Douglas' smile was twisted. He opened the door and went out into the wind-swept day. Smoke drove horizontally from the low chimneys that dotted the valley. Cattle bellowed as if in disconsolate protest against the ruthless on-march of winter. Douglas, in spite of the last few words with Peter, was in a curiously uplifted frame of mind which for some time he could not dissect. Part of it he knew to be relief from the sudden suspicion that had overwhelmed him, but he was half-way home before he told himself that Peter's essential fineness had revived his faith in the goodness and kindliness in human nature.

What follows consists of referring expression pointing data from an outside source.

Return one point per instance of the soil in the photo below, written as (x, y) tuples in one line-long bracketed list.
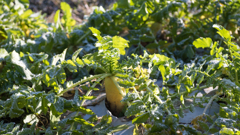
[(80, 8)]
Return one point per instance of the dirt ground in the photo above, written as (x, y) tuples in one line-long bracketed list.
[(80, 8)]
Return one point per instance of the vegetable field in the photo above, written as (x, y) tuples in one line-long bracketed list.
[(152, 60)]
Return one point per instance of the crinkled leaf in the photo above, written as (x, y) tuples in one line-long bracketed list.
[(203, 42)]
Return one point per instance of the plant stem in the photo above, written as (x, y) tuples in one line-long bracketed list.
[(159, 100), (209, 103), (88, 93), (118, 87), (82, 37), (181, 93), (82, 81)]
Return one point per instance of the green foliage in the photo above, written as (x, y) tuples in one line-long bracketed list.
[(39, 62)]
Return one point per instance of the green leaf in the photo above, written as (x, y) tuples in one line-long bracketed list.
[(202, 42), (222, 32), (96, 33), (141, 119), (120, 43), (75, 54), (26, 14), (226, 131), (85, 111), (203, 125), (61, 77), (57, 16), (118, 128), (135, 108), (3, 53), (71, 66), (80, 120), (58, 57)]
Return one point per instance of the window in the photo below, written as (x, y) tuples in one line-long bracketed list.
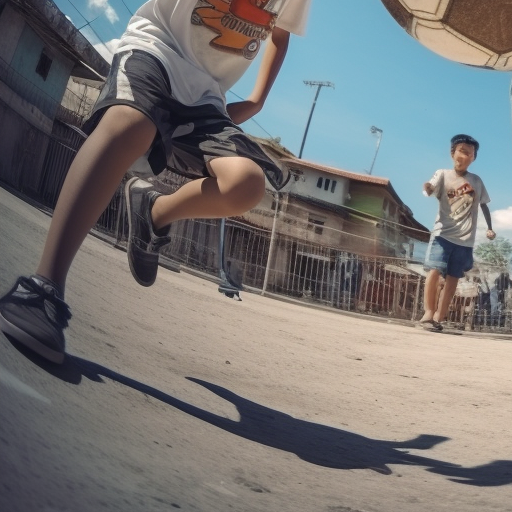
[(317, 223), (44, 65)]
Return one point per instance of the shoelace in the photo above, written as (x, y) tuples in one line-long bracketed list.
[(56, 309)]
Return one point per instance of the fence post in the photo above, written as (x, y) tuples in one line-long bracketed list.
[(271, 245)]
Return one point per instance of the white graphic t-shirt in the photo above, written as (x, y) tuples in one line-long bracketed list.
[(207, 45), (459, 200)]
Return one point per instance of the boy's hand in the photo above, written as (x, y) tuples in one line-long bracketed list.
[(428, 188), (241, 111)]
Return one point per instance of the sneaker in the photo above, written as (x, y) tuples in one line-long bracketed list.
[(143, 242), (33, 313)]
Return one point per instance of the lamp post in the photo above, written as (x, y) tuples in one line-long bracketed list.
[(318, 85), (379, 132)]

In a life where one could know a Peter, he thought, there must be beauty and a kind of beauty that Inez could neither find nor appreciate. Poor old Inez!

The dinner hour was long past when he jingled along the trail past his father's place. On sudden impulse he turned the Moose into the yard. Judith opened the door. She was in sweater and riding-skirt. Her black hair was bundled up under a round beaver cap under which her bright beauty glowed in a way to lift a far less interested heart than Doug's.

"Hello, Douglas!"

"Hello, Judith! Where are you going?"

"Just out to jump the little wild mare. Where have you been?"

"Down to the post-office. I saw Dad heading for Charleton's."

"Yes, I'm alone. Mother went over to Grandma's. The old lady is ailing."

Douglas jumped from the saddle. "You haven't mentioned it, but, thanks, I will come in. Is there any grub in the house? I haven't had dinner yet."

Judith laughed. "I was expecting that! I just finished my own. Come along!"

Douglas ate his dinner while Judith watched with speculative eyes.